Ce voyageur solitaire nous donne dans son dernier livre, La hache des Steppes1, une nouvelle approche de son univers sentimental.

Autant Le camp évoquait quelque épopée dérisoire et hallucinante, autant La hache s’en tient à l’univers intime de l’auteur. C’est dire que l’on y voyage autour de sa chambre et que l’on y vagabonde à travers le vaste monde. En quelque sorte, ce roman foisonnant est une sorte de riposte individuelle à l’invasion du délire universel. Il nous montre où se trouve véritablement notre prochain : non pas dans le monde horizontal qui nous enchaînerait à quelques milliards d’humanoïdes, mais dans le monde vertical qui nous unit à nos ancêtres. Ils ne sont pas si nombreux que nous puissions ignorer leur présence et leur message.

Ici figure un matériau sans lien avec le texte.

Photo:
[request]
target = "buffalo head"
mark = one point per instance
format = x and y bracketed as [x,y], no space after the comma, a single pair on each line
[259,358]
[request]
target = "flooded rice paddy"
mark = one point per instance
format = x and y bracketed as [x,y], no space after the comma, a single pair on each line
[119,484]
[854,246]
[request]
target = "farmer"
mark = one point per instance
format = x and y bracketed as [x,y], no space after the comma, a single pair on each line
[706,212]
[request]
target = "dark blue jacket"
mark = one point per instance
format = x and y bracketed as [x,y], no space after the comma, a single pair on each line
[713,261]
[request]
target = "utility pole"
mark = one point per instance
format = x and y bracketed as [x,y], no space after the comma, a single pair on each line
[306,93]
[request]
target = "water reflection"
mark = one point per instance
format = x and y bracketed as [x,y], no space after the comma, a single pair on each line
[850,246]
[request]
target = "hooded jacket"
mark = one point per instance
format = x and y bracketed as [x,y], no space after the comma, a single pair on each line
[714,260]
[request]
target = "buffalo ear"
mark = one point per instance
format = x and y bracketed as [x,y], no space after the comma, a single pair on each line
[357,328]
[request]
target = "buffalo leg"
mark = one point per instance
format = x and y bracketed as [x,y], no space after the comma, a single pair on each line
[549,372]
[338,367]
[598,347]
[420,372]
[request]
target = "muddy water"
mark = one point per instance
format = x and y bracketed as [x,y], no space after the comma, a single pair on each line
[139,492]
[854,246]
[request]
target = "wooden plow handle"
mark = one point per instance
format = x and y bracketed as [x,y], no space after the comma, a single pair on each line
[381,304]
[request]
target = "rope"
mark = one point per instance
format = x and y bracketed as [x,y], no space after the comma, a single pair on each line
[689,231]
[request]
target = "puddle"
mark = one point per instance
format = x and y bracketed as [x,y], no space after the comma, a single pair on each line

Jean Raspail s’attache à la pérennité de l’homme : « Vers l’avenir, c’est le vide sidéral, peuple de foules en suspens, livré aux plèbes… Tandis qu’à l’opposé, combien la chaîne se révèle solide, si toutefois on veut bien s’aviser de son existence ». Il s’interroge sur cette chaîne qui unit chaque homme à ses ancêtres : « En cinquante générations seulement, nous avons rejoint Charlemagne et ses successeurs immédiats, le Débonnaire, le Chauve et le Bègue, et nous ne sommes pas encore des Français ! Cinquante ancêtres dont le petit homme ni personne ne savent rien et vous allez me dire qu’il a toutes les excuses ! Il est inexcusable. Cinquante, c’est peu, avouez-le. Dans sa vie quotidienne, le petit homme connaît au moins cinquante personnes par leur nom, avec quelque chose autour, métier, famille. Et pourquoi pas cinquante ancêtres ? Pour une mémoire normale, je ne vois pas la différence ».

Ce passage illustre bien le propos de Jean Raspail et la « philosophie » de son livre. Il n’est pas possible de le raconter ni de le résumer. Il suffit de savoir qu’il se passe en différentes parties du monde et qu’on y retrouve une certaine hache qui est bien aujourd’hui le plus nécessaire des bâtons de pèlerins.

Jean Mabire, Éléments n°8-9, 1974.

1. Jean Raspail, La Hache des Steppes, Robert Laffont, 1974.